Contábamos en la oscuridad, cogidos de la mano. Mi imaginación volaba. La Cosa era una cosa real que al nacer daría sentido a todos los delirios de los diabólicos. Pobres diabólicos, se pasaban las noches representando unas bodas químicas y preguntándose si realmente producirían oro de dieciocho quilates y si la piedra filosofal era el lapis exillis, un miserable Grial de loza. Y mi Grial estaba allí, en la barriga de Lia.
—Sí —decía ella pasándose la mano por su recipiente panzudo y tenso—, aquí es donde se macera tu buena materia prima. ¿Qué pensaba que sucedía en el recipiente esa gente que viste en el castillo?
—Oh. Que allí borboteaba la melancolía, la tierra sulfurosa, el plomo negro, el aceite de Saturno, una Estigia de molificaciones, asaciones, humaciones, licuefacciones, amasamientos, impregnaciones, sumersiones, tierra fétida, sepulcro hediondo…
—¿Pero qué eran, impotentes? ¿No sabían que en el recipiente madura nuestra Cosa, una cosa toda blanca linda y rosa?
—Claro que lo sabían, pero para ellos hasta tu barriguita es una metáfora, llena de secretos…
—No hay secretos, Pim. Sabemos bien cómo se forma la Cosa, sus nerviecitos, sus musculitos, sus ojitos, sus bacitos, sus pancreacitos…
—Santo Dios. ¿Cuántos bazos? ¿Quién es, Rosemary’s Baby?
—Es una manera de decir. Pero tenemos que estar preparados para aceptarla aunque tenga dos cabezas.
—¿Cómo no? Le enseñaría a tocar duetos con trompeta y clarinete… No, porque entonces tendría que tener cuatro manos y ya sería demasiado, aunque piensa lo que podría dar como solista de piano, el concierto para la mano izquierda se le quedaría pequeño. Brr… Pero bueno, hasta mis diabólicos saben que ese día en la clínica también se producirá la obra en blanco, nacerá el Rebis, el andrógino.
—Claro, sólo nos faltaba eso. Más bien, le llamaremos Giulio, o Giulia, como mi abuelo, ¿qué te parece?
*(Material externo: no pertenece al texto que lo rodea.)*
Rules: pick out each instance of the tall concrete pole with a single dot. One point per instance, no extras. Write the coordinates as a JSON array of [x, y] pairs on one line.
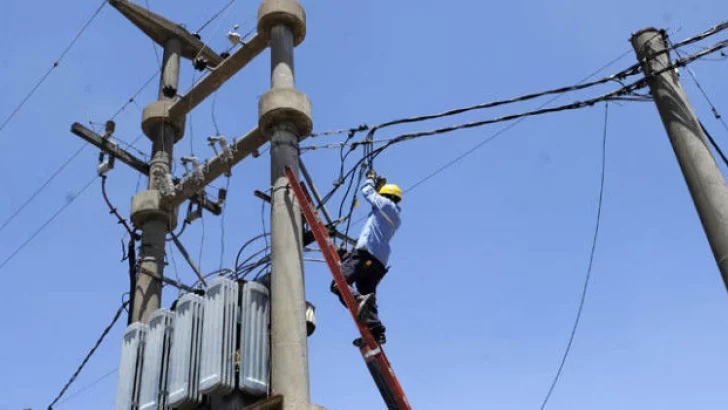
[[147, 212], [704, 179], [285, 116]]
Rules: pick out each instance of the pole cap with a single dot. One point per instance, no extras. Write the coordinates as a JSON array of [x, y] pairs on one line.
[[286, 12], [285, 105], [157, 113], [147, 206]]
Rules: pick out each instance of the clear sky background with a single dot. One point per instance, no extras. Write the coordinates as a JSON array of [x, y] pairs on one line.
[[489, 264]]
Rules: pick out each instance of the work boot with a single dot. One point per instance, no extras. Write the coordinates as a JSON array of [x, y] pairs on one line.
[[363, 306], [379, 338]]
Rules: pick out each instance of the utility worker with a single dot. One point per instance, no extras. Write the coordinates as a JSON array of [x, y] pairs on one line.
[[366, 265]]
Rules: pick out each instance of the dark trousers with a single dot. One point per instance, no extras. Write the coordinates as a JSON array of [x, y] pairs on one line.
[[365, 271]]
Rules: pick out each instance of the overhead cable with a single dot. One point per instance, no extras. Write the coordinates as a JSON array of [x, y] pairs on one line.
[[91, 352], [585, 288], [42, 187], [618, 94], [87, 387], [55, 65], [46, 224]]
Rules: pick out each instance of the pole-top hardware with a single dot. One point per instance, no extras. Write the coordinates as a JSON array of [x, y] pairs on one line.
[[285, 105], [282, 12], [160, 30], [196, 170], [147, 206], [105, 165], [156, 114]]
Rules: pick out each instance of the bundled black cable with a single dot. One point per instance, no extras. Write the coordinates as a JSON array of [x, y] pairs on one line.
[[131, 258]]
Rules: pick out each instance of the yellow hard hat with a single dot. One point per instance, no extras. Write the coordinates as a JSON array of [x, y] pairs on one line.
[[391, 189]]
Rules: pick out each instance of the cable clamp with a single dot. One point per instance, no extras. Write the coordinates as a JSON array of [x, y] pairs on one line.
[[196, 171]]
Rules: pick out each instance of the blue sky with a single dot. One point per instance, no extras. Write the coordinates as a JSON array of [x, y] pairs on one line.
[[490, 261]]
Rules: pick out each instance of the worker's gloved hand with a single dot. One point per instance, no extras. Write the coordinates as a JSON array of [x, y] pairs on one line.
[[379, 182]]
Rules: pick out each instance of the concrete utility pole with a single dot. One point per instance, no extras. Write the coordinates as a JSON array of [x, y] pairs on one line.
[[704, 179], [155, 220], [285, 116]]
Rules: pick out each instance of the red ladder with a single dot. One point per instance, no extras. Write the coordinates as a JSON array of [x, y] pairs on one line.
[[372, 353]]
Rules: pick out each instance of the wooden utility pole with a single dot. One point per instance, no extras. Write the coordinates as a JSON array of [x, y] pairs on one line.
[[703, 177]]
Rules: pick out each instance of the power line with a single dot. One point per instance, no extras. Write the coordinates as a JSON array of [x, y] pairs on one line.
[[42, 187], [132, 99], [626, 92], [713, 143], [619, 94], [215, 16], [53, 67], [617, 77], [86, 388], [591, 261], [91, 352], [46, 224]]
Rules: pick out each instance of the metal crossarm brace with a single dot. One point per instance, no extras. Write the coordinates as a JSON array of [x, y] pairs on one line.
[[372, 353], [160, 29], [219, 75]]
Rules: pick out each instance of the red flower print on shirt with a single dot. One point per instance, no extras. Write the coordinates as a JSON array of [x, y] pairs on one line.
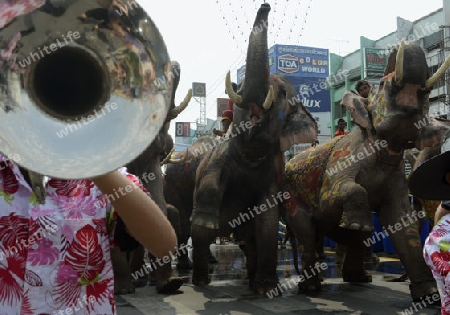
[[8, 182], [13, 230], [85, 254], [440, 260], [72, 188]]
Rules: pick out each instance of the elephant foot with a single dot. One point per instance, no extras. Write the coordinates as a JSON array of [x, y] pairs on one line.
[[361, 277], [170, 286], [402, 278], [139, 283], [423, 289], [200, 282], [184, 265], [356, 219], [310, 284], [122, 287], [371, 258], [264, 286], [212, 259]]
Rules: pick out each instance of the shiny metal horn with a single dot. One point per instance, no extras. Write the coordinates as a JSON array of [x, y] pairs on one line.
[[84, 85]]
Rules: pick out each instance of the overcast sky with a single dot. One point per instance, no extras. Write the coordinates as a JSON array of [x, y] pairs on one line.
[[209, 37]]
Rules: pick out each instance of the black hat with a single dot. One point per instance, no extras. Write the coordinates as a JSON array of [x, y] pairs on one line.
[[428, 180]]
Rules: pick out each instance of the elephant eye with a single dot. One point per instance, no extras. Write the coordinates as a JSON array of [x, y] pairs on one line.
[[282, 93]]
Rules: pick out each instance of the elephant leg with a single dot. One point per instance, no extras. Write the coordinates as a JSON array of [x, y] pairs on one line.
[[183, 260], [202, 238], [320, 237], [340, 253], [248, 246], [355, 207], [122, 275], [136, 262], [180, 223], [401, 225], [205, 224], [166, 282], [266, 240], [306, 232], [353, 267]]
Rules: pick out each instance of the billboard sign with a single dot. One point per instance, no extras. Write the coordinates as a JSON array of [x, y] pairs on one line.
[[183, 129], [312, 92], [240, 75], [299, 60], [375, 61], [222, 105], [198, 89]]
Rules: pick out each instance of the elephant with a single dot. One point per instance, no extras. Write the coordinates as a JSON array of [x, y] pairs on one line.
[[429, 206], [337, 185], [179, 183], [244, 170], [147, 167]]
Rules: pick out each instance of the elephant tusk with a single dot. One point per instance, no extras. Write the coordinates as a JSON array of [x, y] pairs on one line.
[[399, 63], [236, 98], [438, 74], [269, 98], [177, 110]]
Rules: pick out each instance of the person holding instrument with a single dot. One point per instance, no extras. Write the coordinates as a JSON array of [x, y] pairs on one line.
[[56, 256]]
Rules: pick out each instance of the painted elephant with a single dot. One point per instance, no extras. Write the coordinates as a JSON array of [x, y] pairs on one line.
[[238, 181], [337, 185], [179, 184], [147, 167], [429, 206]]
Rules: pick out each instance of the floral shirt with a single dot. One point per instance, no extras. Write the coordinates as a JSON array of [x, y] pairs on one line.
[[436, 252], [54, 257]]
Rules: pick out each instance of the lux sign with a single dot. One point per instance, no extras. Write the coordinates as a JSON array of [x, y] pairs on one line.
[[288, 63]]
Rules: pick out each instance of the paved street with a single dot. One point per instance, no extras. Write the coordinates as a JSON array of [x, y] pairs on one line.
[[228, 293]]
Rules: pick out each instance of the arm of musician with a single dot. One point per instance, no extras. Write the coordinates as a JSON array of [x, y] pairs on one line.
[[142, 216], [441, 211]]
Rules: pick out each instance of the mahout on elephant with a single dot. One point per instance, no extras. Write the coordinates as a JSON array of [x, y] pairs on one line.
[[179, 184], [129, 266], [429, 206], [337, 185], [238, 182]]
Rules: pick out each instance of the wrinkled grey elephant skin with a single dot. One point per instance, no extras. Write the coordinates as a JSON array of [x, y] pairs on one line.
[[147, 167], [337, 185], [244, 171]]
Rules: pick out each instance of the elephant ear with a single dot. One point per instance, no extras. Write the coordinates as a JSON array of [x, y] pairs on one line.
[[357, 106], [301, 127], [432, 132]]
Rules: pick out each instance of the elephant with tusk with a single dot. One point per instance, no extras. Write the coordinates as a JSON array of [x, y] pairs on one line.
[[337, 185], [146, 166], [244, 171]]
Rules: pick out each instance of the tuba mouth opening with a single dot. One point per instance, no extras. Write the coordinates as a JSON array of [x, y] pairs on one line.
[[70, 83]]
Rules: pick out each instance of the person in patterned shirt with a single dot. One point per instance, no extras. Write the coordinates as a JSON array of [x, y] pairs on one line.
[[431, 181], [55, 257]]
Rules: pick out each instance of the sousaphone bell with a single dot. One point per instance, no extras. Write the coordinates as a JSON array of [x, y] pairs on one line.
[[84, 86]]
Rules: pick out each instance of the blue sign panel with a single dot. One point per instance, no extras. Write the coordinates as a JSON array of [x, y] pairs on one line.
[[198, 89], [240, 75], [314, 93], [299, 60]]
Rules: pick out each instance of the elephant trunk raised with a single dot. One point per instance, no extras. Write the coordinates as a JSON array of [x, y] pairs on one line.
[[257, 70]]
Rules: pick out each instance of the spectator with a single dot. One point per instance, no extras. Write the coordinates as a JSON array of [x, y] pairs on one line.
[[431, 181], [56, 256], [341, 128], [363, 88]]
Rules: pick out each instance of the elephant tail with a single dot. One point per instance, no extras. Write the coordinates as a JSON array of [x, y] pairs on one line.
[[294, 245]]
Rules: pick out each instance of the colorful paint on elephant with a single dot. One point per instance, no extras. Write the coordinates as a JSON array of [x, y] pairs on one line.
[[430, 207], [303, 184]]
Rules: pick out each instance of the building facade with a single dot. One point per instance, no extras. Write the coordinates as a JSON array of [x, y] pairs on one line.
[[431, 32]]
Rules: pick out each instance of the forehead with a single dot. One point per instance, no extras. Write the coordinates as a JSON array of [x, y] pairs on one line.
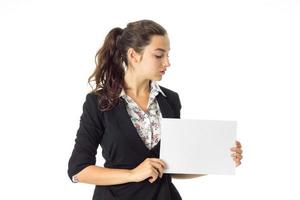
[[159, 43]]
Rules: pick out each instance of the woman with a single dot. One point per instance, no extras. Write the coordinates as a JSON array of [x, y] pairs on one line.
[[122, 114]]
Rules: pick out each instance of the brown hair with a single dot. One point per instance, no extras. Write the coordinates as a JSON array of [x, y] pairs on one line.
[[109, 72]]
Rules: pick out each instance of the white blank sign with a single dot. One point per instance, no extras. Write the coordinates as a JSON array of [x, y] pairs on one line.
[[197, 146]]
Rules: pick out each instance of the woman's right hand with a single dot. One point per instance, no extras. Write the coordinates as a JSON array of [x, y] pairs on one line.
[[150, 167]]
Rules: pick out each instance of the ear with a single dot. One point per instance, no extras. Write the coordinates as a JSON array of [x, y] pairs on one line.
[[133, 56]]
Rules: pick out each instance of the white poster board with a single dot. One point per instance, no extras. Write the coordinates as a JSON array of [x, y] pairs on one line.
[[197, 146]]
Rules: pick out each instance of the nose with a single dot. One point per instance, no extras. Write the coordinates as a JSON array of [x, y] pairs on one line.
[[166, 62]]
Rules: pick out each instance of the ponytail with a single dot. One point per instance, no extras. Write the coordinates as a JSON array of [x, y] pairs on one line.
[[109, 72]]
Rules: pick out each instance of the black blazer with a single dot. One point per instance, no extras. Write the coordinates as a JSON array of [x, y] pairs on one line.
[[122, 148]]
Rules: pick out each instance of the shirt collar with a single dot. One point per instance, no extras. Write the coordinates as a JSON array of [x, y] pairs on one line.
[[154, 89]]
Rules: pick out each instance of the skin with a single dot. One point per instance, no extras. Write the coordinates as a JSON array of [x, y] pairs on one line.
[[150, 64]]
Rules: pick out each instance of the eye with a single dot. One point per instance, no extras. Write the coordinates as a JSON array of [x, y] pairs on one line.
[[158, 56]]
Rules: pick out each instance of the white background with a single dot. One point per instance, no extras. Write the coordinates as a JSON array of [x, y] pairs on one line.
[[231, 60]]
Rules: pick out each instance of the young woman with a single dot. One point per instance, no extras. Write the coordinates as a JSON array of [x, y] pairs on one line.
[[122, 114]]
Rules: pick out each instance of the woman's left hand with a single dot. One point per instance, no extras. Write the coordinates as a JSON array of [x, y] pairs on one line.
[[237, 153]]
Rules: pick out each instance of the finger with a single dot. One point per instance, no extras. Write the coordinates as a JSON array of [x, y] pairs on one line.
[[159, 167], [153, 175], [238, 150], [159, 161], [238, 144], [237, 164], [239, 156]]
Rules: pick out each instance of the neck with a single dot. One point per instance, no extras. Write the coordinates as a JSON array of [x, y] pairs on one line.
[[136, 86]]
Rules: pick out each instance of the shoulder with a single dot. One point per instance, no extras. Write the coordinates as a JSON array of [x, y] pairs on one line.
[[169, 93]]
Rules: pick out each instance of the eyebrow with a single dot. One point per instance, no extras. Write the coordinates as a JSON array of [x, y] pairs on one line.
[[160, 49]]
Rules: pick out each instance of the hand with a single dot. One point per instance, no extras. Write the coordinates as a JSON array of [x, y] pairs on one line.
[[237, 155], [150, 167]]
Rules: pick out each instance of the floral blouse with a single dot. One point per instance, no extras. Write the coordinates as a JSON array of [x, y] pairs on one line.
[[147, 123]]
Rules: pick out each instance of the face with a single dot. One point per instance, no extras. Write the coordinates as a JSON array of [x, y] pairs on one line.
[[152, 63]]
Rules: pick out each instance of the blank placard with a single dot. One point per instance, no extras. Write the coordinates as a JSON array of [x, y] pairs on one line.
[[197, 146]]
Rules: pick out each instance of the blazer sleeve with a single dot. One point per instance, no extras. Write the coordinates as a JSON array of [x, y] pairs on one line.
[[178, 105], [88, 137]]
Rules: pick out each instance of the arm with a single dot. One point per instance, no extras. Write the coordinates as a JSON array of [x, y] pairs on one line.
[[103, 176]]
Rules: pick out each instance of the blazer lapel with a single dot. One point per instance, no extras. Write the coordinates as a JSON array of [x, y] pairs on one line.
[[165, 107], [127, 128], [130, 132]]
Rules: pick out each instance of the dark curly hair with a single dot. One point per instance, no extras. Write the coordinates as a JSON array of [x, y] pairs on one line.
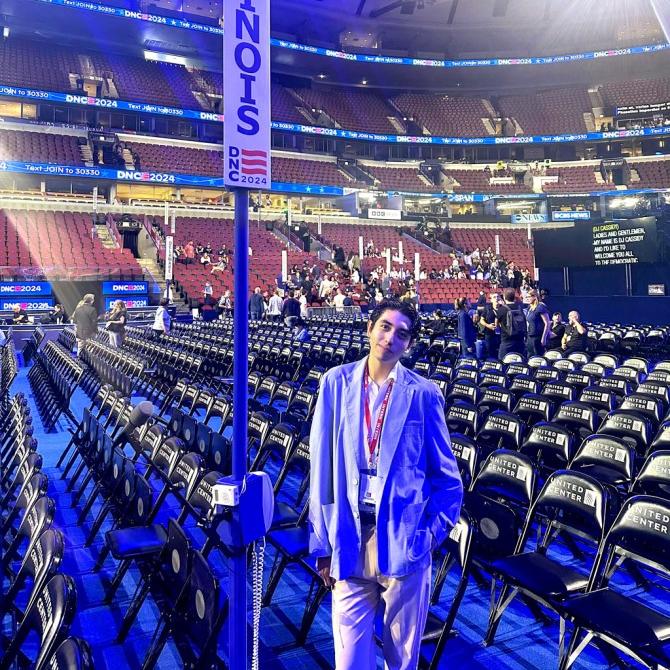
[[405, 308]]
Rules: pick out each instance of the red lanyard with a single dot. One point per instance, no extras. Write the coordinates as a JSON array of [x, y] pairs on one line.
[[373, 437]]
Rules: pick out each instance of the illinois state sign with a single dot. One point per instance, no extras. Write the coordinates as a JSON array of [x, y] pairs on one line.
[[246, 93]]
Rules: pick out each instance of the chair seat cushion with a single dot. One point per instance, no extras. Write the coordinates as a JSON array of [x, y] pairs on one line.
[[136, 541], [284, 515], [434, 626], [604, 474], [294, 542], [538, 574], [625, 619]]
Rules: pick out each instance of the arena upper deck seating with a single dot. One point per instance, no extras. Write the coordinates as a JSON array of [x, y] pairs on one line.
[[264, 263], [43, 243], [651, 174], [32, 63], [575, 179], [351, 108], [513, 243], [636, 92], [555, 111], [399, 178], [445, 115], [39, 147]]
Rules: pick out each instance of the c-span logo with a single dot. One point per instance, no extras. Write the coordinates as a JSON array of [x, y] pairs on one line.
[[248, 162]]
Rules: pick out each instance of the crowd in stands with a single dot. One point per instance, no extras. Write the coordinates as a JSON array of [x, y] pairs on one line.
[[32, 63]]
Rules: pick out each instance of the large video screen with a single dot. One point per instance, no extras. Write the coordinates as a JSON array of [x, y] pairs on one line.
[[591, 244]]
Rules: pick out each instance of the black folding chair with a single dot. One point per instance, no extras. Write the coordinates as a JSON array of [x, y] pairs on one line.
[[628, 622], [49, 617], [569, 503], [72, 654]]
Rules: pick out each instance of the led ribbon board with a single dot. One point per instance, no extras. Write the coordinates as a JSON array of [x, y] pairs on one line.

—No me disgusta, suena bien.
Habría bastado con que me detuviese allí. Con que escribiese un libro blanco, un grimoire bueno, para todos los adeptos de Isis Desvelada, donde explicara que no debían seguir buscando el secretum secretorum, que la lectura de la vida no ocultaba ningún sentido escondido, y que todo estaba allí, en las barrigas de todas las Lias del mundo, en las habitaciones de las clínicas, en los jergones, en las orillas pedregosas de los ríos, y que las piedras que salen del exilio y el Santo Grial no son más que unos monitos que gritan mientras les cuelga el cordón umbilical y el doctor les da unas palmadas en el culo. Y que, para la Cosa, los Superiores Desconocidos éramos Lia y yo, y que además nos reconocería en seguida, sin tener que preguntárselo a ese zascandil de de Maistre.
Pero no, nosotros, los muy sardónicos, queríamos jugar al escondite con los diabólicos mostrándoles que, si debía existir una conjura cósmica, nosotros sabíamos inventar una que más cósmica imposible.
Te lo tienes merecido, pensaba la otra noche, ahora estás aquí esperando a ver que sucederá debajo del péndulo de Foucault.